Not a flashback: medical doctor who 'inspired' torture program gets no-bid $31M Army contract
Yes, that is a present-day headline.
Someone pinch me, are we still living under the Bush administration?
A psychologist whose research was used in constructing the US’s program to torture terrorism suspects has been granted a $31-million no-bid Army contract to provide “resilience training” to US soldiers.
Mark Benjamin at Salon.com reports that University of Pennsylvania psychologist Martin Seligman’s research “formed the psychological underpinnings of the Bush administration’s torture program.”

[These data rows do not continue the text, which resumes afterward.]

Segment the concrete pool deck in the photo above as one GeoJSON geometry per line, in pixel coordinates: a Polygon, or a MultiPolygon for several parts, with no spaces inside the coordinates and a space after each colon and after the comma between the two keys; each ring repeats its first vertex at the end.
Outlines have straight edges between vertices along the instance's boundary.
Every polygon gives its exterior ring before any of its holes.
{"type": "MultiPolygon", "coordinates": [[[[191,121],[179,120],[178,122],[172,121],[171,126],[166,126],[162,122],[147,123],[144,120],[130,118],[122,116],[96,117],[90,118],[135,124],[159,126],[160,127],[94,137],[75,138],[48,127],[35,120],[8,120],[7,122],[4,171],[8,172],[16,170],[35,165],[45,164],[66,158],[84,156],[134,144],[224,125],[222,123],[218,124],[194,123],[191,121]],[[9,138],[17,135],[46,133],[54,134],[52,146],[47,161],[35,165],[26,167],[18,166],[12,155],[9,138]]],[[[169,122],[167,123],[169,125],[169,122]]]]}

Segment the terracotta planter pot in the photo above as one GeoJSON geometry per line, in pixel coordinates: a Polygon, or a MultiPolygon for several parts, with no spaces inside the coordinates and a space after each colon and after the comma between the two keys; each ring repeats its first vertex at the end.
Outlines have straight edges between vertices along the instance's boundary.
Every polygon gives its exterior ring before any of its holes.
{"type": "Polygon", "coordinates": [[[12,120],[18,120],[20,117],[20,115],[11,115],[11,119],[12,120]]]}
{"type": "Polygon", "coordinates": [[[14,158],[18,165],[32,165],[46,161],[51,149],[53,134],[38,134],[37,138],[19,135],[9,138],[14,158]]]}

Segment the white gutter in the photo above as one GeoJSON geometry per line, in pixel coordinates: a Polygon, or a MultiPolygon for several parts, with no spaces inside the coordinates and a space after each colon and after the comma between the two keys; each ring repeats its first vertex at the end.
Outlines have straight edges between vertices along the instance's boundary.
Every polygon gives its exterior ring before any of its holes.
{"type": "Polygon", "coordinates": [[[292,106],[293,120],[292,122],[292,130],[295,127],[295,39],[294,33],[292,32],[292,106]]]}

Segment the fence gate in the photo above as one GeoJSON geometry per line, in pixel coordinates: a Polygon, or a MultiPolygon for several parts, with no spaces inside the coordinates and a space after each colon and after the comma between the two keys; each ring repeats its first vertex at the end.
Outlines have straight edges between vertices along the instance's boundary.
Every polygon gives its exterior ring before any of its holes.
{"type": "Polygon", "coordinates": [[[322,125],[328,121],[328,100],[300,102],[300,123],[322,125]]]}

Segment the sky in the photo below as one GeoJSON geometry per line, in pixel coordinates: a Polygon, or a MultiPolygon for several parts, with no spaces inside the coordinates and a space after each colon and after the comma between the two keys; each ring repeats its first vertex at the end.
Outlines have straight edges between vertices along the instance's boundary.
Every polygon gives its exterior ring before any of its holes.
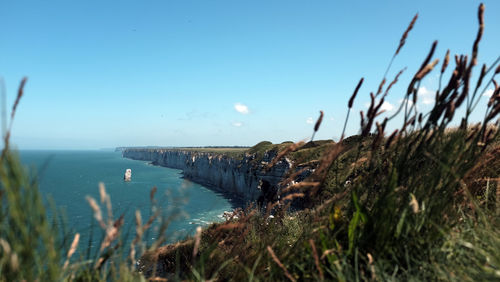
{"type": "MultiPolygon", "coordinates": [[[[500,1],[483,2],[479,63],[491,64],[500,55],[500,1]]],[[[251,146],[310,138],[320,110],[315,138],[337,140],[364,77],[347,126],[348,135],[358,133],[359,111],[417,12],[388,73],[392,80],[407,67],[387,114],[434,40],[440,59],[447,49],[471,52],[479,3],[3,0],[8,109],[28,77],[12,142],[19,149],[251,146]]],[[[431,108],[437,81],[437,71],[423,81],[422,111],[431,108]]]]}

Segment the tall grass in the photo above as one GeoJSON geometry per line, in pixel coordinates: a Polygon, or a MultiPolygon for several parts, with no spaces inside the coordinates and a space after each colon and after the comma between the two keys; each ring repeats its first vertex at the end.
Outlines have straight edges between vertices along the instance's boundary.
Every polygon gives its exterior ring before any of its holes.
{"type": "MultiPolygon", "coordinates": [[[[483,65],[477,80],[472,80],[483,14],[480,5],[471,54],[456,55],[452,67],[446,52],[429,112],[419,112],[416,104],[420,84],[438,68],[437,41],[415,70],[396,113],[384,117],[381,110],[405,70],[385,86],[415,16],[378,89],[370,93],[368,110],[360,113],[358,136],[344,139],[344,126],[337,143],[259,143],[247,153],[258,159],[268,150],[277,150],[268,166],[286,156],[294,160],[279,188],[279,199],[264,208],[249,205],[235,211],[232,219],[198,230],[194,238],[177,244],[161,246],[163,236],[151,246],[142,242],[154,221],[160,222],[160,235],[168,227],[168,220],[157,212],[153,191],[153,215],[143,223],[136,214],[135,238],[125,246],[120,236],[125,219],[113,218],[102,187],[101,204],[107,216],[95,199],[88,198],[96,228],[102,230],[100,249],[95,255],[71,260],[75,249],[81,248],[78,235],[65,234],[48,220],[36,180],[26,176],[8,149],[8,131],[0,159],[0,279],[500,279],[500,88],[495,81],[500,59],[483,65]],[[471,124],[471,113],[491,85],[495,90],[483,120],[471,124]],[[459,117],[460,109],[464,114],[459,117]],[[386,132],[398,120],[402,120],[398,129],[386,132]],[[459,125],[450,128],[457,120],[459,125]],[[309,178],[295,183],[306,170],[312,172],[309,178]],[[292,212],[290,206],[297,202],[303,209],[292,212]]],[[[362,82],[348,102],[345,124],[362,82]]],[[[312,138],[322,117],[323,112],[312,138]]]]}

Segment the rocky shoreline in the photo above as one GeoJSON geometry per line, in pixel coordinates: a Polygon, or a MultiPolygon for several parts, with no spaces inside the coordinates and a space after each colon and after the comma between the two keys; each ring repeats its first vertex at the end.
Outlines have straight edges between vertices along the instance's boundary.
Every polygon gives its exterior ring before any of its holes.
{"type": "MultiPolygon", "coordinates": [[[[230,157],[224,153],[197,152],[182,149],[124,148],[122,156],[133,160],[149,161],[153,165],[180,169],[186,179],[202,184],[231,198],[242,201],[262,201],[275,195],[279,182],[292,167],[292,162],[283,158],[273,167],[266,166],[276,157],[275,151],[242,154],[230,157]]],[[[299,180],[307,176],[304,172],[299,180]]]]}

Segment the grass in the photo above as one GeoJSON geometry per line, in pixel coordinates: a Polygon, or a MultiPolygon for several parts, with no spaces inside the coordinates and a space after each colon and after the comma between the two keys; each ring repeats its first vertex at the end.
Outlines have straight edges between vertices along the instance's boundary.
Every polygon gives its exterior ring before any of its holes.
{"type": "MultiPolygon", "coordinates": [[[[433,60],[437,42],[415,70],[397,114],[386,118],[380,108],[400,72],[393,83],[386,84],[383,78],[371,94],[368,110],[361,113],[359,135],[336,143],[261,142],[234,152],[255,154],[256,159],[272,153],[294,161],[289,179],[284,179],[290,185],[280,191],[277,202],[262,208],[250,205],[236,211],[237,218],[166,246],[162,239],[146,246],[141,234],[155,221],[164,231],[168,220],[155,212],[146,222],[138,216],[134,256],[121,244],[123,219],[105,219],[96,204],[93,210],[97,226],[102,226],[104,247],[95,256],[71,260],[64,267],[73,236],[47,220],[36,178],[26,177],[8,150],[7,134],[0,159],[0,280],[134,281],[145,276],[194,281],[499,280],[497,86],[484,119],[478,124],[469,121],[484,90],[496,85],[494,78],[500,73],[497,60],[472,80],[483,11],[481,5],[472,53],[457,56],[453,67],[449,54],[445,55],[440,65],[442,87],[429,112],[421,113],[414,105],[420,83],[438,67],[433,60]],[[445,77],[449,79],[443,81],[445,77]],[[456,116],[460,112],[464,114],[456,116]],[[402,124],[386,132],[396,117],[402,124]],[[459,125],[450,129],[454,121],[459,125]],[[293,172],[303,168],[313,173],[304,182],[292,184],[293,172]],[[302,199],[304,208],[291,211],[293,199],[302,199]],[[140,258],[138,268],[134,257],[140,258]]],[[[403,34],[385,76],[415,20],[403,34]]],[[[349,100],[348,113],[362,82],[349,100]]],[[[105,190],[101,194],[106,205],[109,197],[105,190]]],[[[157,210],[154,193],[151,202],[153,211],[157,210]]]]}

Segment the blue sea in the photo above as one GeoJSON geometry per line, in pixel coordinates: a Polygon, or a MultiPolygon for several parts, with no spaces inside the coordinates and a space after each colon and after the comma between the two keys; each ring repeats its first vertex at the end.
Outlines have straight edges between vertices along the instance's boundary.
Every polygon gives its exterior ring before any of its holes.
{"type": "MultiPolygon", "coordinates": [[[[182,171],[150,165],[148,162],[122,158],[111,151],[21,151],[21,160],[38,178],[39,189],[47,200],[64,211],[65,223],[60,226],[81,234],[80,242],[95,246],[102,239],[93,213],[85,200],[93,197],[103,216],[105,205],[99,198],[99,182],[103,182],[111,197],[113,217],[124,215],[122,234],[135,236],[135,211],[140,210],[145,223],[151,212],[150,191],[157,187],[156,200],[164,215],[174,220],[167,228],[168,242],[192,235],[197,226],[222,220],[224,211],[237,207],[224,195],[182,178],[182,171]],[[132,181],[124,182],[126,169],[132,169],[132,181]],[[93,235],[91,234],[93,230],[93,235]],[[129,233],[130,232],[130,233],[129,233]]],[[[147,240],[156,239],[158,226],[147,234],[147,240]]]]}

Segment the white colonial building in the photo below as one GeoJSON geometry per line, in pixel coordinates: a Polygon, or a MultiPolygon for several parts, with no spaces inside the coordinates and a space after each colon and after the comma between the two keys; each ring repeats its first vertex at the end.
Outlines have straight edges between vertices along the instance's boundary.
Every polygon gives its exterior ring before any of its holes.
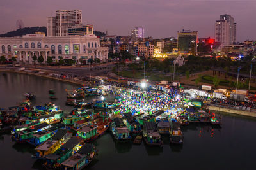
{"type": "Polygon", "coordinates": [[[22,37],[0,38],[0,55],[17,58],[19,63],[32,64],[33,56],[43,56],[45,62],[48,56],[54,62],[71,59],[80,62],[80,59],[99,58],[108,60],[108,48],[101,47],[99,38],[95,35],[45,36],[44,34],[27,34],[22,37]]]}

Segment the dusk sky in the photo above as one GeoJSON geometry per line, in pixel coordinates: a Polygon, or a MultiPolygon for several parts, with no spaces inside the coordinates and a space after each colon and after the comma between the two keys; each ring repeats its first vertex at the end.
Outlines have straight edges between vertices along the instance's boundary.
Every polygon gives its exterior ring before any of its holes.
{"type": "Polygon", "coordinates": [[[230,14],[237,25],[237,39],[256,39],[256,1],[222,0],[1,0],[0,34],[25,27],[45,26],[56,10],[81,10],[83,22],[109,34],[128,35],[142,26],[145,36],[177,37],[182,29],[198,31],[199,38],[214,37],[214,22],[230,14]]]}

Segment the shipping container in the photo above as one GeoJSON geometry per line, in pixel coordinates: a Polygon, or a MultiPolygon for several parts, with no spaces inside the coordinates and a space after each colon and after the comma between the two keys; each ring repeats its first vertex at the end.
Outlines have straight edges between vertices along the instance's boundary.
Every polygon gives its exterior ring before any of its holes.
{"type": "Polygon", "coordinates": [[[227,93],[227,89],[216,89],[214,90],[214,92],[226,94],[227,93]]]}
{"type": "Polygon", "coordinates": [[[211,90],[212,87],[211,85],[202,85],[201,89],[205,90],[211,90]]]}

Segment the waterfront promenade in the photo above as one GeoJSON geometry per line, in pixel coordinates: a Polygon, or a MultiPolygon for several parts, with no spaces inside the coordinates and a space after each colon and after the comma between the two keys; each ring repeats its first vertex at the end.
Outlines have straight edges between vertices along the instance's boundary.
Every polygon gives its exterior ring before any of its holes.
{"type": "MultiPolygon", "coordinates": [[[[85,68],[86,69],[86,68],[85,68]]],[[[88,69],[88,68],[87,68],[88,69]]],[[[76,68],[65,68],[65,69],[72,70],[76,69],[76,68]]],[[[96,70],[97,71],[97,70],[96,70]]],[[[104,71],[105,72],[106,71],[104,71]]],[[[42,77],[44,78],[47,78],[51,80],[54,80],[61,82],[65,82],[73,85],[90,85],[90,86],[95,86],[95,85],[93,83],[93,81],[92,82],[89,82],[87,81],[81,80],[81,77],[65,77],[60,76],[60,73],[68,74],[72,74],[72,71],[70,72],[61,72],[61,71],[56,71],[56,69],[41,69],[41,68],[27,68],[24,71],[19,71],[18,68],[15,67],[0,67],[0,72],[10,72],[15,73],[20,73],[20,74],[25,74],[31,76],[36,76],[42,77]]],[[[93,73],[93,71],[92,71],[93,73]]],[[[102,76],[99,73],[94,73],[96,75],[102,76]]],[[[94,74],[93,75],[95,75],[94,74]]],[[[92,76],[92,78],[94,77],[92,76]]],[[[204,108],[205,109],[208,109],[210,110],[217,111],[220,112],[225,112],[228,113],[236,114],[239,115],[244,116],[249,116],[256,117],[256,110],[250,109],[248,110],[246,109],[243,108],[241,107],[234,107],[232,106],[223,105],[223,104],[216,104],[212,103],[207,103],[205,104],[204,108]]]]}

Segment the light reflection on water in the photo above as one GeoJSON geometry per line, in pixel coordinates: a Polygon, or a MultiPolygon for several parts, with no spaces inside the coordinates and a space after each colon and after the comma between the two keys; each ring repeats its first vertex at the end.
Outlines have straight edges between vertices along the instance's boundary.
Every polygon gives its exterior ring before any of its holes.
{"type": "MultiPolygon", "coordinates": [[[[0,107],[15,105],[23,94],[35,93],[35,104],[49,101],[48,90],[54,89],[58,99],[54,102],[67,113],[65,89],[76,86],[24,74],[0,73],[0,107]]],[[[100,97],[94,97],[90,100],[100,97]]],[[[88,99],[89,100],[89,99],[88,99]]],[[[168,136],[164,145],[148,147],[116,143],[108,132],[93,142],[99,155],[86,169],[252,169],[256,152],[256,118],[223,114],[221,128],[203,124],[182,127],[183,145],[170,145],[168,136]]],[[[0,136],[1,169],[43,169],[42,161],[31,158],[33,147],[15,143],[9,134],[0,136]]]]}

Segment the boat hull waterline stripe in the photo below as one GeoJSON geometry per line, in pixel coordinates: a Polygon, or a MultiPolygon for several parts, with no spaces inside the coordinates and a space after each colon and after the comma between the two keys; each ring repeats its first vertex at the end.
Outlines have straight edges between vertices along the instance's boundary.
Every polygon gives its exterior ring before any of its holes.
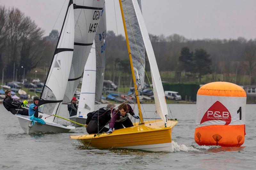
{"type": "Polygon", "coordinates": [[[55,55],[60,52],[63,51],[74,51],[74,49],[71,48],[56,48],[54,52],[54,55],[55,55]]]}
{"type": "Polygon", "coordinates": [[[74,9],[89,9],[90,10],[102,10],[103,8],[97,8],[97,7],[92,7],[91,6],[85,6],[81,5],[77,5],[75,4],[74,4],[74,9]]]}

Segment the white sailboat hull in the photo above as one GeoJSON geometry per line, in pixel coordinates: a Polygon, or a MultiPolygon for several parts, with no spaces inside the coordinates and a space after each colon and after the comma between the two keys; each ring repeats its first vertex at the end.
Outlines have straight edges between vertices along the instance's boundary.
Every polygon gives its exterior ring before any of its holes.
{"type": "MultiPolygon", "coordinates": [[[[76,115],[75,116],[73,116],[69,117],[68,119],[71,121],[74,121],[74,122],[79,123],[81,124],[85,124],[85,123],[86,123],[86,120],[87,119],[87,117],[78,117],[76,115]]],[[[81,126],[81,125],[77,124],[76,123],[72,123],[71,124],[76,127],[81,126]]]]}
{"type": "Polygon", "coordinates": [[[171,152],[172,151],[172,142],[170,142],[164,144],[130,146],[124,147],[119,147],[118,148],[140,149],[153,152],[159,152],[161,151],[171,152]]]}
{"type": "Polygon", "coordinates": [[[68,133],[70,130],[74,130],[75,127],[72,126],[66,126],[54,122],[46,122],[45,124],[39,123],[35,121],[31,128],[32,121],[29,119],[30,116],[20,115],[16,115],[20,124],[25,132],[28,134],[37,133],[68,133]]]}

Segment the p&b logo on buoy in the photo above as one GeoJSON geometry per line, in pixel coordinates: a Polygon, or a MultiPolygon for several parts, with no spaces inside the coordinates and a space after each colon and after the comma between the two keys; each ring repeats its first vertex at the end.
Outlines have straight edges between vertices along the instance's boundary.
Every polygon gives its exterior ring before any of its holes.
{"type": "Polygon", "coordinates": [[[200,124],[212,120],[221,120],[228,125],[231,122],[231,115],[227,108],[221,103],[217,101],[209,108],[204,115],[200,124]]]}

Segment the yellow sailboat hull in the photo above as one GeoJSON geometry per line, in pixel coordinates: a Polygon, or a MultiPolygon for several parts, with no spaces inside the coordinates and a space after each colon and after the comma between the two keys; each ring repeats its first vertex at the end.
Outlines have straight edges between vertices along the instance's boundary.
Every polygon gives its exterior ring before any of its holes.
{"type": "Polygon", "coordinates": [[[154,152],[171,151],[171,134],[177,121],[169,120],[165,127],[161,120],[146,121],[144,124],[114,130],[111,134],[72,136],[84,145],[101,148],[121,148],[154,152]]]}

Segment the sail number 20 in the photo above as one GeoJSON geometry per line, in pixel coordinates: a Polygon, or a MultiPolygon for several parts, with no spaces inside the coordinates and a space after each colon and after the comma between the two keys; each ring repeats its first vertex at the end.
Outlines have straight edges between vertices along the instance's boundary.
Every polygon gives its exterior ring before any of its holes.
{"type": "Polygon", "coordinates": [[[101,53],[105,51],[105,43],[104,43],[103,45],[101,46],[101,53]]]}

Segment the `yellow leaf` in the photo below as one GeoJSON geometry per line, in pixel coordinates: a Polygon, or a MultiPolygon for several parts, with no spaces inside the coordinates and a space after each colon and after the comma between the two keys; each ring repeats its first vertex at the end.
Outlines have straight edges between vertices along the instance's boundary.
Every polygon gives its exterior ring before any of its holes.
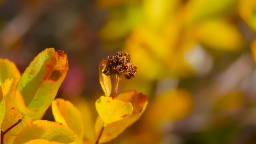
{"type": "MultiPolygon", "coordinates": [[[[135,91],[130,91],[122,93],[116,97],[117,100],[124,102],[130,102],[132,104],[134,110],[131,115],[122,120],[107,125],[103,131],[99,142],[108,142],[116,137],[128,126],[135,122],[144,112],[148,104],[147,96],[142,93],[138,93],[135,91]]],[[[102,119],[98,117],[95,123],[95,131],[97,135],[103,124],[102,119]]]]}
{"type": "Polygon", "coordinates": [[[162,24],[174,14],[179,0],[148,0],[144,1],[144,10],[147,24],[162,28],[162,24]]]}
{"type": "Polygon", "coordinates": [[[231,23],[213,20],[197,26],[199,41],[209,47],[231,51],[240,50],[242,47],[242,36],[238,29],[231,23]]]}
{"type": "Polygon", "coordinates": [[[58,98],[52,102],[52,113],[55,121],[67,126],[76,134],[75,144],[81,144],[84,137],[84,125],[80,112],[68,101],[58,98]]]}
{"type": "Polygon", "coordinates": [[[176,121],[189,114],[192,106],[192,96],[188,92],[182,89],[168,91],[152,100],[147,109],[147,120],[154,124],[176,121]]]}
{"type": "Polygon", "coordinates": [[[20,77],[20,71],[13,62],[0,58],[0,85],[7,78],[19,79],[20,77]]]}
{"type": "MultiPolygon", "coordinates": [[[[18,110],[15,102],[16,91],[18,82],[18,79],[8,78],[1,86],[5,104],[4,118],[1,126],[1,129],[4,130],[6,130],[22,117],[22,115],[18,110]]],[[[4,135],[4,143],[12,143],[17,135],[27,124],[31,122],[31,120],[30,118],[23,118],[20,123],[4,135]]]]}
{"type": "Polygon", "coordinates": [[[26,116],[41,116],[54,100],[68,70],[66,55],[47,48],[30,63],[20,78],[17,96],[20,111],[26,116]]]}
{"type": "Polygon", "coordinates": [[[221,16],[235,10],[236,0],[191,0],[186,4],[185,19],[188,24],[221,16]]]}
{"type": "Polygon", "coordinates": [[[23,144],[37,139],[66,143],[73,142],[76,137],[74,133],[66,126],[57,122],[39,120],[27,125],[17,136],[13,144],[23,144]]]}
{"type": "Polygon", "coordinates": [[[132,114],[133,108],[131,103],[102,96],[96,101],[96,110],[103,120],[104,126],[121,120],[132,114]]]}
{"type": "Polygon", "coordinates": [[[4,97],[6,94],[6,86],[10,82],[10,79],[6,80],[4,83],[0,86],[0,126],[4,118],[5,114],[5,102],[4,102],[4,97]]]}
{"type": "Polygon", "coordinates": [[[254,39],[250,46],[252,56],[256,62],[256,38],[254,39]]]}
{"type": "Polygon", "coordinates": [[[239,14],[242,19],[253,30],[256,31],[256,1],[240,0],[239,14]]]}
{"type": "Polygon", "coordinates": [[[94,110],[94,102],[86,100],[80,97],[73,101],[74,105],[82,114],[84,124],[84,144],[92,144],[96,141],[96,136],[94,130],[95,120],[93,114],[97,114],[94,110]]]}
{"type": "Polygon", "coordinates": [[[36,139],[30,141],[24,144],[61,144],[62,143],[56,142],[50,142],[49,140],[43,139],[36,139]]]}
{"type": "Polygon", "coordinates": [[[99,77],[100,83],[102,88],[105,95],[109,96],[111,93],[111,80],[109,76],[107,76],[102,73],[106,66],[107,62],[102,60],[100,63],[99,66],[99,77]]]}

The Army awarded the “sole source” contract in February to the University of Pennsylvania for resilience training, or teaching soldiers to better cope with the psychological strain of multiple combat tours. The university’s Positive Psychology Center, directed by famed psychologist Martin Seligman, is conducting the resilience training.
Army contracting documents show that nobody else was allowed to bid on the resilience-training contract because “there is only one responsible source due to a unique capability provided, and no other supplies or services will satisfy agency requirements.” And yet, Salon was able to identify resilience training experts at other institutions around the country, including the University of Maryland and the Mayo Clinic. In fact, in 2008 the Marine Corps launched a project with UCLA to conduct resilience training for Marines and their families at nine military bases across the United States and in Okinawa, Japan.
In a 2009 article, the New York Times described Seligman’s small but crucial role in the establishment of the “enhanced interrogation techniques” used on terrorism suspects before the techniques were suspended in 2008.